Hi, I’m Clara. Today, we’re going to prepare sophie’s lemon and raspberry cake recipe. Never miss today’s recipe. This is a simple recipe to try and is one of my family food recipes. Nowadays, I will make it a little bit tastier. This is gonna smell and look delicious. Not to mention, it’s super satisfying.
Sophie’s lemon and raspberry cake Recipe
Sophie’s lemon and raspberry cake is one of the most popular of current trending foods on earth. It’s easy, it’s fast, it tastes delicious. It is enjoyed by millions every day. Sophie’s lemon and raspberry cake is something which I have loved my whole life. They’re fine and they look wonderful.
To get started with this particular recipe, we have to first prepare a few components. You can cook sophie’s lemon and raspberry cake using 22 ingredients and 10 steps. Here is how you cook that.
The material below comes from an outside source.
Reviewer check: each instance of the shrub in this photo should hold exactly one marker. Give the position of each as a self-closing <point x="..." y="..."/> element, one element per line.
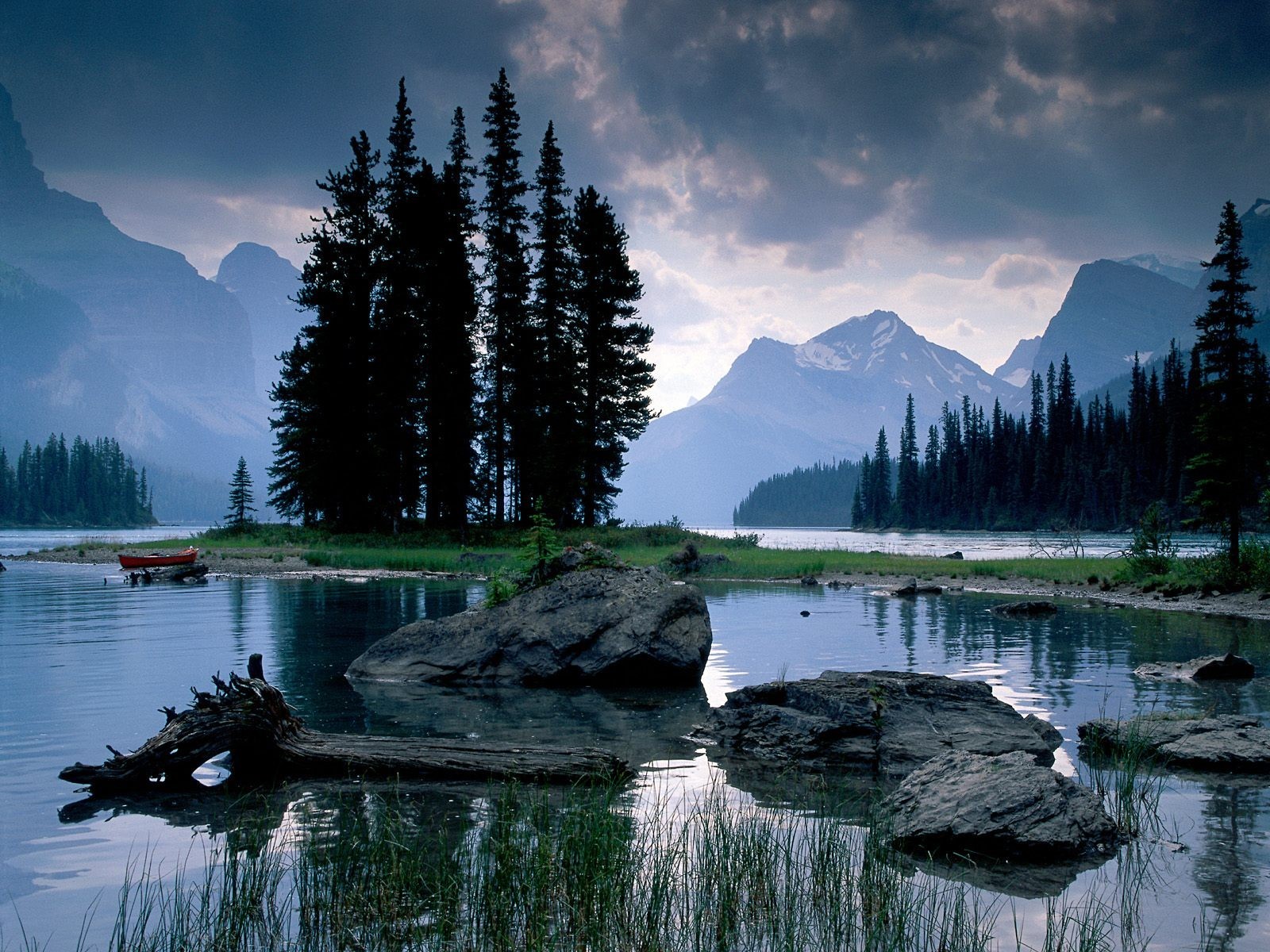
<point x="1153" y="550"/>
The ingredients needed to make Sophie’s lemon and raspberry cake:
- Take cake
- Make ready 200 grams softened butter
- Take 350 grams self raising flour
- Take 2 tsp baking powder
- Make ready 350 grams caster Sugar
- Prepare 4 Eggs, beaten
- Prepare 12 tbsp milk (whole is best)
- Get 1 grated rind of two medium sized lemons
- Make ready 1 juice of 1 lemon
- Take centre
- Take 200 ml double/heavy cream
- Take 1/2 fresh raspberries
- Prepare 1 tbsp raspberry jam
- Prepare 6 tbsp raspberry jam (separate from the other amount).
- Make ready frosting
- Prepare 3/4 cup unsalted butter, softened
- Make ready 2 cup icing sugar
- Make ready 1 cup fresh raspberries
- Take 1/2 tsp vanilla essence
- Make ready garnish
- Take 1 fresh raspberries
- Prepare 1 dried raspberries
Instructions to make Sophie’s lemon and raspberry cake:
- Preheat oven to 160°C.
- To make the cake: mix the cake ingredients together, mixing as you go. Split between two greased tins and bake for 35 or until a skewer comes out clean, turning them around half way through.
- To make the cream centre: Whisk the cream until is becomes stiff. Add your raspberries and 1 tablespoon of jam, and mix until blended. Cover and refrigerate until needed.
- To make the frosting: Blend the ingredients together in order until smooth. Once mixed, cover and refrigerate until needed.
- When the cake is done, remove from the oven and allow to cool.
- Once cool, even out the tips of the cakes so they are flat. Cover one side if one cake with your approx 6 tablespoons of jam.
- On the other cake, cover one side with your cream. Place one cake on the other so the jam and cream are sandwiched together in the middle.
- Apply your frosting to the outside. I chose to frost the sides, too.
- Decorate your cake with raspberries and dried raspberries.
- Enjoy!
So that is going to wrap it up for this special dish sophie’s lemon and raspberry cake recipe. Thanks so much for reading. I’m sure you can make this at home. There’s gonna be more interesting food at home recipes coming up. Don’t forget to save this page in your browser, and share it to your loved ones, colleague and friends. Thank you for reading. Let’s cook!